They love to whine about gentrification and affordable housing, yet the civic government owns entire swaths of the city. The entire northern portion of the city has nearly nonexistent land value, and the city has lost over half a million population since 1950.

One emerging neighborhood, Cherokee Street, has seen a small business targeted—its windows broken by a self-proclaimed Marxist-Leninist-Maoist group for having the temerity to display a pro-police US flag with a blue stripe running through it. “Pig supporters not welcome,” read the threatening, hand-written note. “Flag goes down or you go down.”

It’s hard out here. Just ask famed black Trump supporter, Henry Davis, who has nearly 88,000 followers on Facebook in addition to having reached the 5,000 Friend limit. I had the good fortune to be invited to his Walnut Park home (97% black neighborhood, crime rate 320% above national average) for a St. Louis traditional fish fry, and this father of a teenage boy told me he’s had his windows broken and threatening notes taped to his door because his neighbors had seen him on Fox News praising the president.

There’s even a local AntiFa mouthpiece who’s threatened to dox Republican legislators and made a veiled threat against President Trump on Twitter, where his account is still active.

Our mayor?

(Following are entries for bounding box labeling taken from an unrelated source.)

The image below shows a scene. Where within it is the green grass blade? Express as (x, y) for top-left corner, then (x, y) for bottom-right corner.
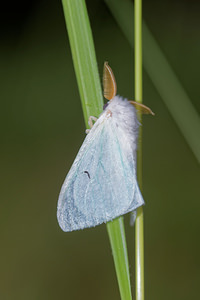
(104, 0), (200, 162)
(107, 217), (132, 300)
(62, 0), (103, 126)
(134, 0), (144, 300)
(62, 0), (132, 300)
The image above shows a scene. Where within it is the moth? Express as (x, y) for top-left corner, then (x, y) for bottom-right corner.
(57, 62), (153, 232)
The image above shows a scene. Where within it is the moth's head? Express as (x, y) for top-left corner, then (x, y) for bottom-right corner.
(103, 101), (110, 110)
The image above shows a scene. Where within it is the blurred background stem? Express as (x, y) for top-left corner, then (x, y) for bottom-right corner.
(62, 0), (132, 300)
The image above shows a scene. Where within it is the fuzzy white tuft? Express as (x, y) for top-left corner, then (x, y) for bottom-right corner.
(103, 96), (140, 156)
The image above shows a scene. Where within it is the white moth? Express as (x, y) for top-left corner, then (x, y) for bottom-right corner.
(57, 63), (153, 231)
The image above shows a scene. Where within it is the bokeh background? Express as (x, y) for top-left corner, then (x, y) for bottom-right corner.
(0, 0), (200, 300)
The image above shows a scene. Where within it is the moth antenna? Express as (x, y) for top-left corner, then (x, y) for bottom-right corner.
(129, 100), (155, 116)
(103, 61), (117, 100)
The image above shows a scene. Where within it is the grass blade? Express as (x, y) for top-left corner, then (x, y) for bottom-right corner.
(62, 0), (132, 300)
(134, 0), (144, 300)
(104, 0), (200, 162)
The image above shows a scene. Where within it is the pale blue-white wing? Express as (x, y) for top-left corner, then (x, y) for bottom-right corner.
(57, 118), (144, 231)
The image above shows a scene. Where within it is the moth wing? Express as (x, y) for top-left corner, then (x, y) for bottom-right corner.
(57, 118), (144, 231)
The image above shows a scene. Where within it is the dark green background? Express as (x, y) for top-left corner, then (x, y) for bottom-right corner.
(0, 0), (200, 300)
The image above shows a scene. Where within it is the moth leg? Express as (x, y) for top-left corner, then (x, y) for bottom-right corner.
(129, 100), (155, 116)
(85, 116), (97, 134)
(130, 209), (137, 226)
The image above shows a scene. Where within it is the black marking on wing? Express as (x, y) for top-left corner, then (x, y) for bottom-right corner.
(84, 171), (90, 179)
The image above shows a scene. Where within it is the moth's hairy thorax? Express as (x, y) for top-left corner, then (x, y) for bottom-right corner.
(103, 96), (139, 154)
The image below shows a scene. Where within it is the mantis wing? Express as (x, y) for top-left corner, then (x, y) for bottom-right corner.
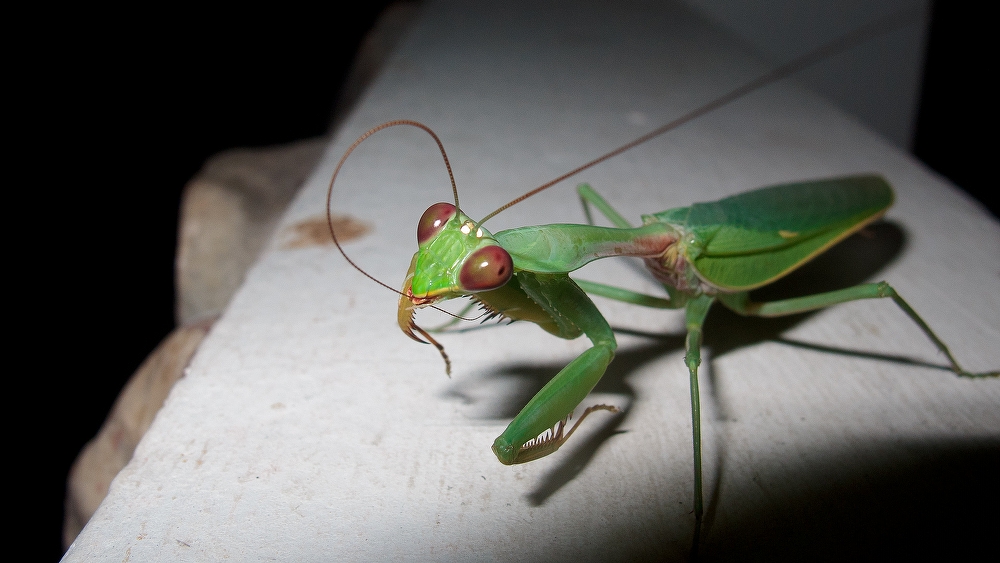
(653, 175), (893, 291)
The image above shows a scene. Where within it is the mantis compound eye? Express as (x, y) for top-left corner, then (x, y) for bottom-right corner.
(458, 245), (514, 291)
(417, 203), (455, 244)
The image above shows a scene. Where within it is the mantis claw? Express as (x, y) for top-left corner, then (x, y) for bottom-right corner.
(493, 405), (621, 465)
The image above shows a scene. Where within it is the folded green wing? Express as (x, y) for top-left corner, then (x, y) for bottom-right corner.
(655, 175), (893, 291)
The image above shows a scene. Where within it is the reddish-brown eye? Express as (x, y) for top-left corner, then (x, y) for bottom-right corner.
(417, 203), (455, 244)
(458, 246), (514, 291)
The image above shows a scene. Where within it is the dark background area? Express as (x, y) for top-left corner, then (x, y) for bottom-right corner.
(35, 1), (997, 560)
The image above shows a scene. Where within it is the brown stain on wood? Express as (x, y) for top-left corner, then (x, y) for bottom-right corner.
(281, 215), (371, 250)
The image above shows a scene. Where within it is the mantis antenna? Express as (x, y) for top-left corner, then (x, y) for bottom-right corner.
(476, 6), (916, 228)
(326, 119), (482, 322)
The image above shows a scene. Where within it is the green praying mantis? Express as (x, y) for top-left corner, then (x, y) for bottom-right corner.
(327, 12), (1000, 546)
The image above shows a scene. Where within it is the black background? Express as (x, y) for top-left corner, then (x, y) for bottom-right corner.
(31, 1), (997, 560)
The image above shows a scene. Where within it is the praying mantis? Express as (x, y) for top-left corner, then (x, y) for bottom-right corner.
(327, 11), (998, 545)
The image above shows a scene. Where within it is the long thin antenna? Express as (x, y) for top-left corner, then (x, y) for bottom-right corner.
(476, 10), (916, 227)
(326, 119), (474, 312)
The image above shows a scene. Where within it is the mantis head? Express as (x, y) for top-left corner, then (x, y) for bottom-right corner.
(397, 203), (514, 371)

Back in the 1990s, she saw her own husband murdered outside their house during an attempted carjacking, but rather than devise a comprehensive solution to the out-of-control crime issues, upon taking office in 2017 her first order of business was removing a Confederate monument in Forest Park, and plowing over the adjacent roadway formerly known as Confederate Drive.

Despite all this nonsense, I’ve no plans to flee to the countryside. However much I might be irked by virtue-signaling soy boys and pink-hatted women’s marchers, my preferences are more town than country. If conservatives and libertarians abandon cities completely, the far left will be in full control of the cultural institutions, such as universities and major media organizations, that thrive in urban areas.

Left academics point to highway construction, redlining and blockbusting as being the prime movers behind the fabled White Flight that hollowed out rust belt cities throughout the latter half of the 20th Century, and there they have valid points. But as these cities start to make a comeback, the new residents are bringing with them overwhelmingly left-of-center sensibilities.

Believers in free-market ideology should be a bulwark against the development NIMBY-ism and top-heavy planning that liberals tend to bring to cities. Traditional architecture, closer-knit communities, closer amenities and shorter commutes are just a few of the enticements of urban living that transcend political alignment. As a self-identifying libertarian-leaning conservative with neo-traditional tendencies, I see good reasons to prefer city life to that of suburbia.

So if you have a yearning to embrace a pioneering spirit, come join me in the wilds of St. Louis. And take extra satisfaction knowing that nothing triggers a socialist like being displaced.